Bug 265768 - [NEW PORT] textproc/py-textract: Extract text from any document
Summary: [NEW PORT] textproc/py-textract: Extract text from any document
Status: Closed FIXED
Alias: None
Product: Ports & Packages
Classification: Unclassified
Component: Individual Port(s) (show other bugs)
Version: Latest
Hardware: Any Any
: --- Affects Only Me
Assignee: Li-Wen Hsu
URL: https://github.com/deanmalmgren/textract
Keywords:
Depends on: 265763 265765 265766
Blocks:
  Show dependency treegraph
 
Reported: 2022-08-10 19:14 UTC by Jesús Daniel Colmenares Oviedo
Modified: 2022-10-25 20:50 UTC (History)
2 users (show)

See Also:


Attachments
textproc-py-textract-1.6.5.patch (5.02 KB, patch)
2022-08-10 19:14 UTC, Jesús Daniel Colmenares Oviedo
no flags Details | Diff
textproc-py-python-pptx.1.6.5.patch (5.08 KB, patch)
2022-08-18 05:21 UTC, Jesús Daniel Colmenares Oviedo
no flags Details | Diff
python-pptx renamed to py-python-pptx (5.08 KB, patch)
2022-08-18 06:02 UTC, Jesús Daniel Colmenares Oviedo
no flags Details | Diff
Update port maintainer (5.08 KB, patch)
2022-09-01 21:52 UTC, Jesús Daniel Colmenares Oviedo
no flags Details | Diff
textract-1.6.5 (5.00 KB, patch)
2022-09-23 16:33 UTC, Jesús Daniel Colmenares Oviedo
no flags Details | Diff

Note You need to log in before you can comment on or make changes to this bug.
Description Jesús Daniel Colmenares Oviedo 2022-08-10 19:14:37 UTC
Created attachment 235833 [details]
textproc-py-textract-1.6.5.patch

textract provides a single interface for extracting content embedded
from Word documents, PowerPoint presentations, PDFs and much more,
which can be used for further textual analysis and visualization.

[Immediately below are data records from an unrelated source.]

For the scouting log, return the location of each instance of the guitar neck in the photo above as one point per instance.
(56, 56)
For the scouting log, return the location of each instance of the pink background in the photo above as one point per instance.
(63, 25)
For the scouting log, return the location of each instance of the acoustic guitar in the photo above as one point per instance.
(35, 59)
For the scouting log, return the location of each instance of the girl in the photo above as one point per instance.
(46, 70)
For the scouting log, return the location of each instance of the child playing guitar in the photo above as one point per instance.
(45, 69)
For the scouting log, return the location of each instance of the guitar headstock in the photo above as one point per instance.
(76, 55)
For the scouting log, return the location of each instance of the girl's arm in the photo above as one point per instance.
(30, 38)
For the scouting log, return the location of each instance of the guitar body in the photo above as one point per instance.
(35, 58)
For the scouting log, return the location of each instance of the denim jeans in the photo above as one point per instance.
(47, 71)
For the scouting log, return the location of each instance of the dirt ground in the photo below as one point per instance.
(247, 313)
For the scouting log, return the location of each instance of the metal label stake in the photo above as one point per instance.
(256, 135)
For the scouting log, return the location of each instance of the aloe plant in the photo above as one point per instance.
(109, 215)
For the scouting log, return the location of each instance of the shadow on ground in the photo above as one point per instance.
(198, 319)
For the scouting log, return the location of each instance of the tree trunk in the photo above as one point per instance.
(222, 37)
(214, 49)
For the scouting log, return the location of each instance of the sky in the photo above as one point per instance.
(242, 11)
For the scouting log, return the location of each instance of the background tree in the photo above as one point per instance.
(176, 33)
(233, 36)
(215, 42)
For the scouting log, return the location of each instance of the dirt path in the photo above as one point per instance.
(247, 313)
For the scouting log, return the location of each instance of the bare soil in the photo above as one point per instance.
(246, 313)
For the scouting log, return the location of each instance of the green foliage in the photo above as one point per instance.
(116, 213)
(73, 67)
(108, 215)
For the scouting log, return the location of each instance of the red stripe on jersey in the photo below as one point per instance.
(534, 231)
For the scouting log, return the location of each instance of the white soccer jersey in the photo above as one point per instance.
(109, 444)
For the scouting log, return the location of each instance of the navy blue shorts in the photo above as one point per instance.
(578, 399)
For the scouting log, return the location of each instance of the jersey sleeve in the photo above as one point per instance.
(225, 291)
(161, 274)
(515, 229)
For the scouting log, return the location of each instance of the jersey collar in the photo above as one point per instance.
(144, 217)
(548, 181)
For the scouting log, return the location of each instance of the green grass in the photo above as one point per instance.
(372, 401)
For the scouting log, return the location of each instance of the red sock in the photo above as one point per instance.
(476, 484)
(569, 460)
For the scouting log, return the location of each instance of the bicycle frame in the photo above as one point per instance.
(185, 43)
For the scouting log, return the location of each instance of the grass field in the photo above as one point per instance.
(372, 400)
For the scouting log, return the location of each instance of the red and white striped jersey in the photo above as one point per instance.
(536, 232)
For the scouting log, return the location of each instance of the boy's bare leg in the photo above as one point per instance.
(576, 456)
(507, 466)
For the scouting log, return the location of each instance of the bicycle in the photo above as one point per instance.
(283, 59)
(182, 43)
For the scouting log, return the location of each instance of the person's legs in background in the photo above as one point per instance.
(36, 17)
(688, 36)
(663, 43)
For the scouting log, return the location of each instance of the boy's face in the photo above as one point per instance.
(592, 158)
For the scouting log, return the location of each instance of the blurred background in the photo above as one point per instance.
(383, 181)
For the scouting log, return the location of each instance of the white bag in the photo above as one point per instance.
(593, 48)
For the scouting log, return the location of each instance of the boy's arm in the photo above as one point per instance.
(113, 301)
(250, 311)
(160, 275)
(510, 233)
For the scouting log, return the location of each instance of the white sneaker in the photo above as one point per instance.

WWW: https://github.com/deanmalmgren/textract

portlint: looks fine.
poudriere: testport is ok: with all options enabled, without any option enabled, and with default options enabled (including groups).

Requirements:

* audio/py-pocketsphinx [1]
* textproc/python-pptx [2]
* textproc/py-extract-msg [3]

[1] https://bugs.freebsd.org/bugzilla/show_bug.cgi?id=265766
[2] https://bugs.freebsd.org/bugzilla/show_bug.cgi?id=265763
[3] https://bugs.freebsd.org/bugzilla/show_bug.cgi?id=265765
Comment 1 Jesús Daniel Colmenares Oviedo 2022-08-18 05:21:48 UTC
Created attachment 235984 [details]
textproc-py-python-pptx.1.6.5.patch

I have change the python-pptx name to match with the ports collection, py-python-pptx [1].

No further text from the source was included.